Well not exactly an app. City Light, a New York-based impact investing firm, recently launched an online tool that can quantify a startup's current and potential future impact. Called the Impact Beacon, the free tool helps founders calculate easily digestible metrics that they can then use in marketing materials or pitch decks.

Jeff Rinehart, one of City Light's partners, says the idea for the tool stemmed from the firm's practice of creating an annual report where it calculates the impact of all its portfolio companies. The firm noticed that its startups were using those numbers in their own communications. 
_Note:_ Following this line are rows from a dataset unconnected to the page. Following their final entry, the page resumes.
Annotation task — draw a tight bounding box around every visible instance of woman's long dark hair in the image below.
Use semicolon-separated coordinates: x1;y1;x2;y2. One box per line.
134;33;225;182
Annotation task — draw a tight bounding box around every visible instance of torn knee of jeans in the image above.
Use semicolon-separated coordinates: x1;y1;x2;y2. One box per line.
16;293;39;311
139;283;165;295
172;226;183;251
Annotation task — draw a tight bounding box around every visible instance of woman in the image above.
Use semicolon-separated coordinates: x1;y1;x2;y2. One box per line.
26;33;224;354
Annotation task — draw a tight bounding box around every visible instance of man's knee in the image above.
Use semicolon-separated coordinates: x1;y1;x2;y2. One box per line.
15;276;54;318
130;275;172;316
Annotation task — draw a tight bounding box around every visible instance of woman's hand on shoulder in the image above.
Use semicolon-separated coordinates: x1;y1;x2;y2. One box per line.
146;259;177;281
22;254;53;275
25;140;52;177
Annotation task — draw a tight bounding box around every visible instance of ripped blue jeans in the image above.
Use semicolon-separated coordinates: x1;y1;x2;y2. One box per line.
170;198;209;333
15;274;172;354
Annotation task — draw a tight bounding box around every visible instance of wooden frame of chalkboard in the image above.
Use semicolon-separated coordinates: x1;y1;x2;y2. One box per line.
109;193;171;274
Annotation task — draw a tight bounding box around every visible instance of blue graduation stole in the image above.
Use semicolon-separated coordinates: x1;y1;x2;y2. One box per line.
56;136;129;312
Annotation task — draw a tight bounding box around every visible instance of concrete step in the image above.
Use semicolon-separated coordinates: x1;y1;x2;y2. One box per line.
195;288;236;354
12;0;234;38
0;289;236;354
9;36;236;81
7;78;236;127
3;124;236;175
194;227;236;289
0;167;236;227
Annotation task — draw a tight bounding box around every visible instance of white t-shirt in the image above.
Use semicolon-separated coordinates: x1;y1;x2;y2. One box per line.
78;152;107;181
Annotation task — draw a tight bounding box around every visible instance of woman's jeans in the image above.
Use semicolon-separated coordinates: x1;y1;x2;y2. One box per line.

"It changed the way they recruited, the way they led their all-hands meetings, the way they talked about themselves publicly," says Rinehart. "So that was a light bulb moment for us."

The firm's partners took the research they had already done toward measuring impact, teamed up with the nonprofit Nasdaq Entrepreneurial Center and researchers at Penn State University, and got to work building the Impact Beacon. City Light quietly launched what Rinehart calls an alpha version of the tool in January.

The tool is currently geared toward fourecenders in one of three categories: education, environment, and safety and care. Founders answer a series of questions about what their company does and how effective it is at achieving it. It then projects the company's impact at various levels of scale.

For a green energy company, the tool might determine the amount of emissions it will prevent in a given year, while it might help an education startup calculate the increase in future wages expected to be earned by students that use its product. The firm provides sources for all calculations, from Department of Labor statistics to scientific studies.

Because City Light doesn't verify the responses from founders, there's no way to prevent companies from using the tool to misrepresent what they do in marketing materials. But that's something they could do with or without Impact Beacon's help.

More than 1,000 companies have used the tool since it launched, though Rinehart says he hasn't yet heard specific examples of startups using the tool to successfully secure funding or partnerships. Meanwhile, City Light is gathering feedback from the entrepreneurs that use it and will launch a more developed beta version in the fall.

"Currently, every step has an 'other' option where founders can manually enter their answers," says Rinehart. "So we're using that and other feedback to decide what we can add or change."

City Light invests only in startups for which the social benefit is the end product--as in, businesses where more revenue equals more positive impact. A company that buys carbon offsets to compensate for the pollution it emits, for example, wouldn't fit the bill. Participating founders have to sign an agreement promising to track those measurements over time.

While the Impact Beacon could help City Light's partners stay abreast of what's happening in the impact investing space, Rinehart says the main intent is to offer a tool to entrepreneurs whose companies can help the world for the better. 

"The private sector can and should be a part of solving some of the world's biggest problems," he says.